Hi,
I'm thinking of upgrading from my Starboard Foil 147 (essentially a foil-ready slalom board from a few years ago) to a Junior IQ foil board. I've experimented with using long harness lines on my current board but have found it impossible to keep enough pressure in the harness lines and have had to revert to short lines with an upright stance. Is this down to the board not being wide enough at the tail or is it more likely to be a question of technique? I'm considering upgrading to a Junior IQ foil board (I'm light at 72kg) and am hoping this would enable me to try longer lines.
Guessing both gear and technique. The wider tail will very much help, especially when you are going upwind and have a much more square body stance but the IQ jr is a bit more narrow so you'll be a bit "closer to the rig" when it's vertical. What foil are you using? How high is your boom?

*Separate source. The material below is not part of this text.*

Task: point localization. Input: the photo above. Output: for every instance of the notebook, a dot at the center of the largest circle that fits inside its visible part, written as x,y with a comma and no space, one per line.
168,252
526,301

Thanks for your helpful reply! I'm on some 'junior' permutation of the IQ foil with an alloy vertical section and 900 front wing. I'm basically riding with my boom at the very top of the cut out to ensure I can keep pressure through the harness lines.
I'm not the fastest but when sending it downwind to try to go fast I get my hips really low in long lines. On upwind I like to shorten them and try to maintain a taller stance if I'm really trying for angles, but I sail my race kit pretty casually compared to the pros.
Really depends on angle to the wind and stance, and I'm on the 95cm wide not the 85 wide. I'd probably go a little bit longer even if I used the rear straps more often.